Mon équipe révise toutes les défenses du secteur, y compris le centre de Bruxelles.
Vous avez des qualifications particulières ?
J’ai étudié dans la Zone 51. Je maîtrise parfaitement le maniement de notre arsenal.
Vous plaisantez.
Non, Capitaine. J’y ai passé plus de huit ans comme volontaire.
Tout est consigné dans mon dossier.
Vous connaissez le système DX-01-10 ?
Oui, Capitaine.
C’est un armement expérimental élaboré dans la Zone 51.
Le DX-01-10 est un drone intercepteur à déploiement multiple, capable de lancer jusqu’à dix drones simultanément, tous armés de lasers.
Ce principe permet d’accroître considérablement l’autonomie et le rayon d’action par rapport à un drone classique du même type.
Impressionnant.
Vous savez monter cet engin et le manier ?
Oui, Capitaine. Je maîtrise cette technologie. Elle faisait partie de ma formation.

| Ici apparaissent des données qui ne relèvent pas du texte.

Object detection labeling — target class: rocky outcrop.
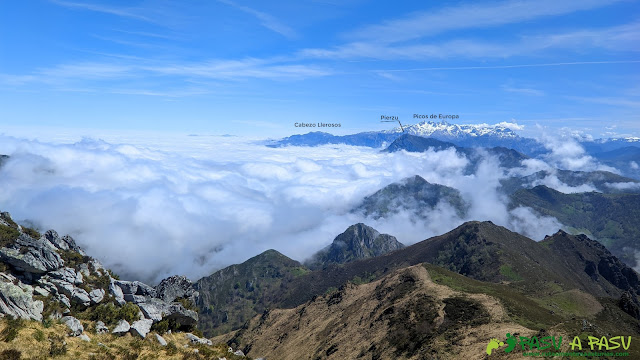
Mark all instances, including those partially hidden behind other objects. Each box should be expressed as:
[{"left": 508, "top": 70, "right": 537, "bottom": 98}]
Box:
[
  {"left": 95, "top": 321, "right": 109, "bottom": 334},
  {"left": 156, "top": 334, "right": 167, "bottom": 346},
  {"left": 156, "top": 275, "right": 197, "bottom": 302},
  {"left": 165, "top": 303, "right": 198, "bottom": 328},
  {"left": 306, "top": 223, "right": 404, "bottom": 269},
  {"left": 130, "top": 319, "right": 153, "bottom": 339},
  {"left": 60, "top": 316, "right": 84, "bottom": 336},
  {"left": 0, "top": 274, "right": 44, "bottom": 321},
  {"left": 186, "top": 333, "right": 213, "bottom": 345},
  {"left": 111, "top": 320, "right": 131, "bottom": 335},
  {"left": 0, "top": 213, "right": 198, "bottom": 338},
  {"left": 0, "top": 234, "right": 64, "bottom": 274}
]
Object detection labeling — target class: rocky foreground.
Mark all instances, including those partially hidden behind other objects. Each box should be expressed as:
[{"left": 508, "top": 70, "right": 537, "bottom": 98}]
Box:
[{"left": 0, "top": 213, "right": 251, "bottom": 359}]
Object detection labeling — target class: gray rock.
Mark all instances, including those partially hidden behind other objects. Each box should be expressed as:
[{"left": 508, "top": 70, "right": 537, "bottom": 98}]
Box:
[
  {"left": 124, "top": 294, "right": 147, "bottom": 304},
  {"left": 50, "top": 279, "right": 91, "bottom": 307},
  {"left": 96, "top": 321, "right": 109, "bottom": 334},
  {"left": 111, "top": 320, "right": 131, "bottom": 335},
  {"left": 56, "top": 294, "right": 71, "bottom": 309},
  {"left": 156, "top": 334, "right": 167, "bottom": 346},
  {"left": 33, "top": 286, "right": 51, "bottom": 297},
  {"left": 47, "top": 267, "right": 83, "bottom": 285},
  {"left": 71, "top": 288, "right": 91, "bottom": 307},
  {"left": 78, "top": 263, "right": 91, "bottom": 276},
  {"left": 89, "top": 289, "right": 104, "bottom": 304},
  {"left": 129, "top": 319, "right": 153, "bottom": 339},
  {"left": 0, "top": 234, "right": 64, "bottom": 274},
  {"left": 165, "top": 303, "right": 198, "bottom": 327},
  {"left": 138, "top": 299, "right": 169, "bottom": 322},
  {"left": 60, "top": 316, "right": 84, "bottom": 336},
  {"left": 0, "top": 281, "right": 44, "bottom": 321},
  {"left": 156, "top": 275, "right": 195, "bottom": 303},
  {"left": 44, "top": 230, "right": 69, "bottom": 250},
  {"left": 185, "top": 333, "right": 213, "bottom": 345},
  {"left": 109, "top": 279, "right": 126, "bottom": 305},
  {"left": 89, "top": 259, "right": 107, "bottom": 274},
  {"left": 60, "top": 235, "right": 87, "bottom": 256},
  {"left": 114, "top": 280, "right": 138, "bottom": 295},
  {"left": 134, "top": 281, "right": 156, "bottom": 297}
]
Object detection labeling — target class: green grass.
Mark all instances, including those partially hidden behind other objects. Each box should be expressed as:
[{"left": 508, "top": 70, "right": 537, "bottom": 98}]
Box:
[
  {"left": 500, "top": 264, "right": 522, "bottom": 281},
  {"left": 424, "top": 264, "right": 562, "bottom": 329}
]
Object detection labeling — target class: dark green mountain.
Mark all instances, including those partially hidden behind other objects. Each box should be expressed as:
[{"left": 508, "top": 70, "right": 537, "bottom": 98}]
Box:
[
  {"left": 194, "top": 250, "right": 309, "bottom": 335},
  {"left": 500, "top": 170, "right": 640, "bottom": 194},
  {"left": 352, "top": 175, "right": 468, "bottom": 219},
  {"left": 383, "top": 134, "right": 459, "bottom": 152},
  {"left": 197, "top": 222, "right": 640, "bottom": 342},
  {"left": 281, "top": 222, "right": 640, "bottom": 306},
  {"left": 593, "top": 146, "right": 640, "bottom": 180},
  {"left": 306, "top": 223, "right": 404, "bottom": 269},
  {"left": 510, "top": 185, "right": 640, "bottom": 265}
]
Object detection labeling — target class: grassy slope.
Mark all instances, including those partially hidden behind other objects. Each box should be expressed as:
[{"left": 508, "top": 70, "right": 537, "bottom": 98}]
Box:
[
  {"left": 511, "top": 186, "right": 640, "bottom": 264},
  {"left": 0, "top": 319, "right": 246, "bottom": 360}
]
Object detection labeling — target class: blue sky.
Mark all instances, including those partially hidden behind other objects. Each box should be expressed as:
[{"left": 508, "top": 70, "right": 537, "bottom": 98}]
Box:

Très bien, Eros. Je vous réquisitionne. Vous êtes désormais sous mon autorité.
Prenez votre sac-à-dos… et votre brosse à dents, car vous embarquez avec moi sur le Mercator.
Heu… je m’excuse, Capitaine, mais pour quoi faire ?
J’ai deux DX-01-10 dans ma soute, et je n’ai pas d’ingénieur suffisamment qualifié pour monter les lanceurs sur mon vaisseau.
Vous pouvez compter sur moi, Capitaine. Merci.
Eros, j’ai encore un service à vous demander.
Oui, Capitaine ?
Prenez cette télécommande et récupérez ma Ducati, garée à l’entrée du bunker.
Emmenez-la dans le hall à navettes du Mercator.
Appuyez sur le bouton jaune pour désactiver l’autodéfense, le bouton vert pour la démarrer, et surtout… ne touchez à aucun autre bouton.
Bien, Capitaine.
Une fois à bord, rejoignez-moi sur la passerelle. Je vous y donnerai vos instructions.
Eros s’éloigne au pas de course.
Je ne m’attendais pas à ce qu’il soit aussi qualifié pour un armement qui traînait depuis des mois dans ma soute. Enfin… soit.
Je reprends peu à peu des couleurs, puis je pique un sprint en direction du vaisseau.